On behalf of their customer, Three-C Body Shops has filed suit against the at-fault party due to their insurance company’s denials and underpayments.
The complaint was filed in the Municipal Court of Franklin County in Ohio against Caleb Brickey due to Brickey’s insurer’s (Allstate) failure and refusal to provide a Three-C Body Shop customer full payment for numerous reasonable and necessary charges for processes and materials.
The issues stemmed from an auto accident in which the at-fault party was negligent and admitted liability for damages to Three-C Body Shop’s customer’s 2005 Jeep Liberty.
Three-C submitted their estimate to the at-fault party’s insurer and, after four supplemental attempts to attain the full and proper compensation, proceeded, at the direction of their customer, with the recommended and proper repair.
The final cost of the authorized repair was $5,687.83. Allstate tendered the underpayment of $3,585.43 toward the repair, leaving a difference and deficit of $2,102.40 of which Three-C has incurred and is now seeking recovery on their own behalf.
The lawsuit seeks full payment to Three-C of the difference plus costs, expenses, attorney fees, prejudgment and post-judgment interest.

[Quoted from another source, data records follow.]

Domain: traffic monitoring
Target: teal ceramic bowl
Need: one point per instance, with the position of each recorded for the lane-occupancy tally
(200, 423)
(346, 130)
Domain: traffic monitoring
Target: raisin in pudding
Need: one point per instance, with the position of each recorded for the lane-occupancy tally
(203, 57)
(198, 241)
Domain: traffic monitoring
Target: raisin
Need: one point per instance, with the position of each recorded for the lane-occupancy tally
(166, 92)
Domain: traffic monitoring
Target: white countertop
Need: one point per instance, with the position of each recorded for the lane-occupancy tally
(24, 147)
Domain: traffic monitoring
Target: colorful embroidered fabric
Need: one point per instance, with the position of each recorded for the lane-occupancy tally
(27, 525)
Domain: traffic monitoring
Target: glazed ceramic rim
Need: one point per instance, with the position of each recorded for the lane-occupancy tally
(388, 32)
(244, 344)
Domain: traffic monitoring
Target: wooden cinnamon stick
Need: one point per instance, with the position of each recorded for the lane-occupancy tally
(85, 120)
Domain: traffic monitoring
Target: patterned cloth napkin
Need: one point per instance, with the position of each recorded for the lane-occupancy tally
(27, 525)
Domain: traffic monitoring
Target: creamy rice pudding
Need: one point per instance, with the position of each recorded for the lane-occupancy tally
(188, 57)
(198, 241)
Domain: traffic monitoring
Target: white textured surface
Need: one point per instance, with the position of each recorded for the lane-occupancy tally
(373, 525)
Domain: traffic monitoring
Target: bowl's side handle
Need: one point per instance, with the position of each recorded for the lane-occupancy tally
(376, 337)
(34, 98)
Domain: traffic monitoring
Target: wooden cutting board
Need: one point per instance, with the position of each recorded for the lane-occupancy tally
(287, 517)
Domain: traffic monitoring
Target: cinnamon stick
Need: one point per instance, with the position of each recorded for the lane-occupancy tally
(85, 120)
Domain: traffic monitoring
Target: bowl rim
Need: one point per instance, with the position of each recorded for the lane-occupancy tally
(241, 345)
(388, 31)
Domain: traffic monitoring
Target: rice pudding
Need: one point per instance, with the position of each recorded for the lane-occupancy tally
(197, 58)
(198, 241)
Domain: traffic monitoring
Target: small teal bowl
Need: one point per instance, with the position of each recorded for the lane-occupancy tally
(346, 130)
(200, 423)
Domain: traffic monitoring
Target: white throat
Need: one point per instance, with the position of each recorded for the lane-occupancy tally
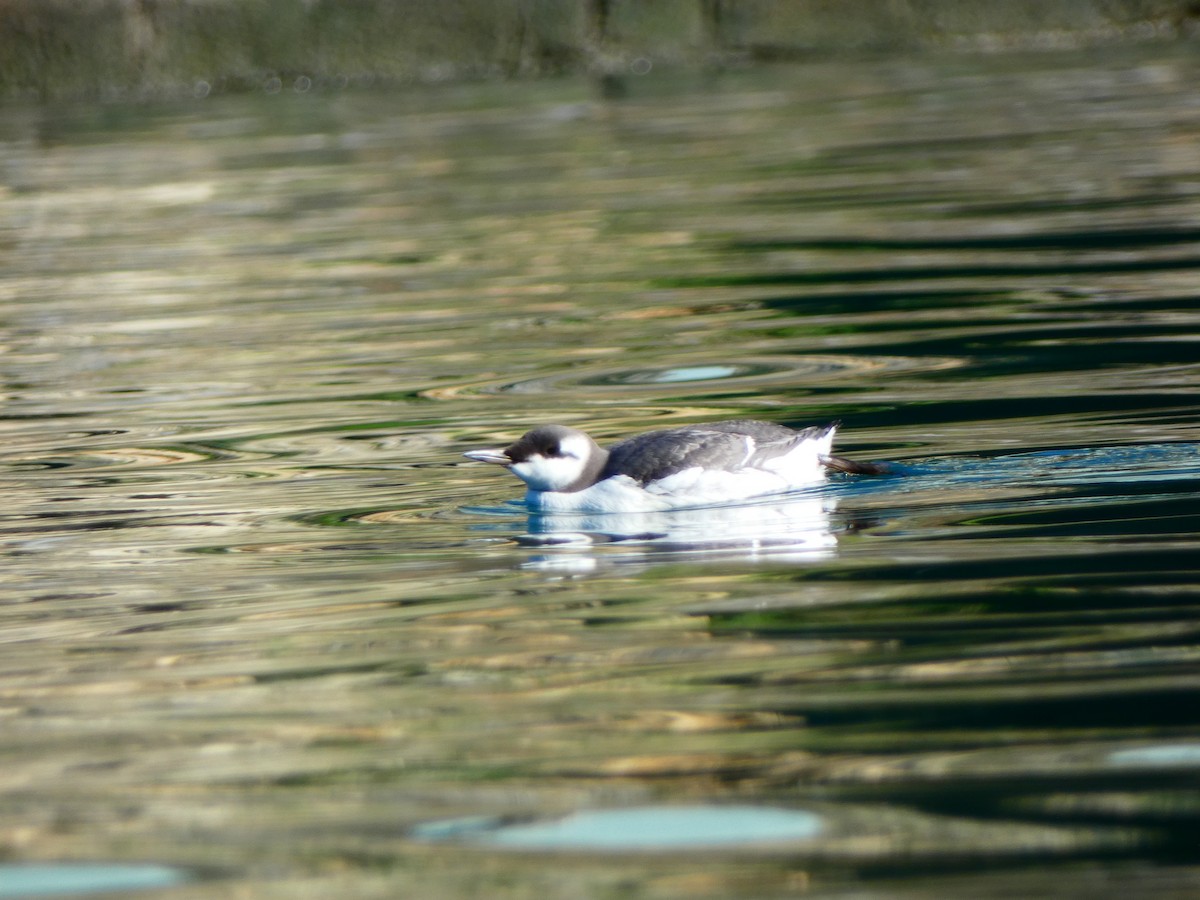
(556, 473)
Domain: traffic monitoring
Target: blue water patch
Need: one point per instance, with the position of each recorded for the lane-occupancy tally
(24, 880)
(636, 828)
(1158, 755)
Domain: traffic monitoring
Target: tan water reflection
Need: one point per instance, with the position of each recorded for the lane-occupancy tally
(261, 621)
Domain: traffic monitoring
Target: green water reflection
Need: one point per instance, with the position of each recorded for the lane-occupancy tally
(262, 621)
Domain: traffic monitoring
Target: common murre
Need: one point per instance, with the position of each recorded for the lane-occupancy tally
(691, 466)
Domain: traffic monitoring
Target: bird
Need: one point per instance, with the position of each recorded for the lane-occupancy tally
(565, 471)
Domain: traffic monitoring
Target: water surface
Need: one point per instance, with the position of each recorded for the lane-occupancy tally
(263, 622)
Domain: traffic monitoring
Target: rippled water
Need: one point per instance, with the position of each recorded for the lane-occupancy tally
(262, 622)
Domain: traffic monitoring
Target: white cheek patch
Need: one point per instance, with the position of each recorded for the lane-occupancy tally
(547, 473)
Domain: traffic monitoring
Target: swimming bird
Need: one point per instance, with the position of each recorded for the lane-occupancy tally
(565, 471)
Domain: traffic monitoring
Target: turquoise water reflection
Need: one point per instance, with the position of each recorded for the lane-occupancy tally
(259, 617)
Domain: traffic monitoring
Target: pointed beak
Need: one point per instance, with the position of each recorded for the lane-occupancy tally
(496, 457)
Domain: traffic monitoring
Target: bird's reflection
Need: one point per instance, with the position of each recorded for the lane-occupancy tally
(796, 527)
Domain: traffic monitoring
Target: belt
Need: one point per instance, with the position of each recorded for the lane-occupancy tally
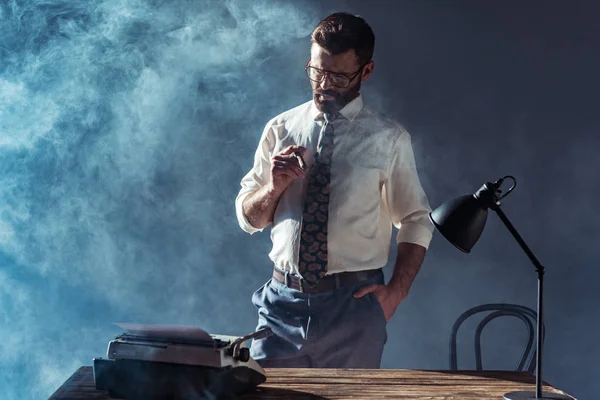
(328, 282)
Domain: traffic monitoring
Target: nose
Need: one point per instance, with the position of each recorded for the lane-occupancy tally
(325, 84)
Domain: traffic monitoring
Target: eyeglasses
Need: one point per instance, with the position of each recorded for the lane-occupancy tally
(337, 79)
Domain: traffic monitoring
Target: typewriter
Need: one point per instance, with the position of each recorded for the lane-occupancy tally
(177, 362)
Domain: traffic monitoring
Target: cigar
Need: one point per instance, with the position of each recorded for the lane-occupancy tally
(300, 160)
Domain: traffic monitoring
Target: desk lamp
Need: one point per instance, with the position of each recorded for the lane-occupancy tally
(461, 222)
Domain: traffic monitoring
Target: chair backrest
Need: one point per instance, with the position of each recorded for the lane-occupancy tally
(525, 314)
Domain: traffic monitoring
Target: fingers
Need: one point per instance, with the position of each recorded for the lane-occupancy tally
(287, 167)
(365, 290)
(293, 149)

“Up to now, many repairers have found that to properly meet their customer’s needs and expectations, it is necessary to make a proper and thorough repair and take an Assignment of Proceeds and, through ensuing litigation, seek recovery against their customer’s own insurers by an assignment contract clause and a Power of Attorney signed by the customer,” said Bob Juniper, second-generation president and owner of Three-C. “This matter involves a third-party claimant seeking recompense for the insurer’s denials and underpayments directly from the at-fault party. This process exposes the insurer’s poor behavior to their policyholder and places the at-fault party in a position of vulnerability and exposes them to liabilities – liabilities they expected their own insurer to shield them from. Their failure to shield their policyholder may place the insurer in a position of potential breach of contract and other potential legal liabilities. Our hope is this exposure will cause a positive change in insurer behaviors, regardless if a first- or third-party claim.”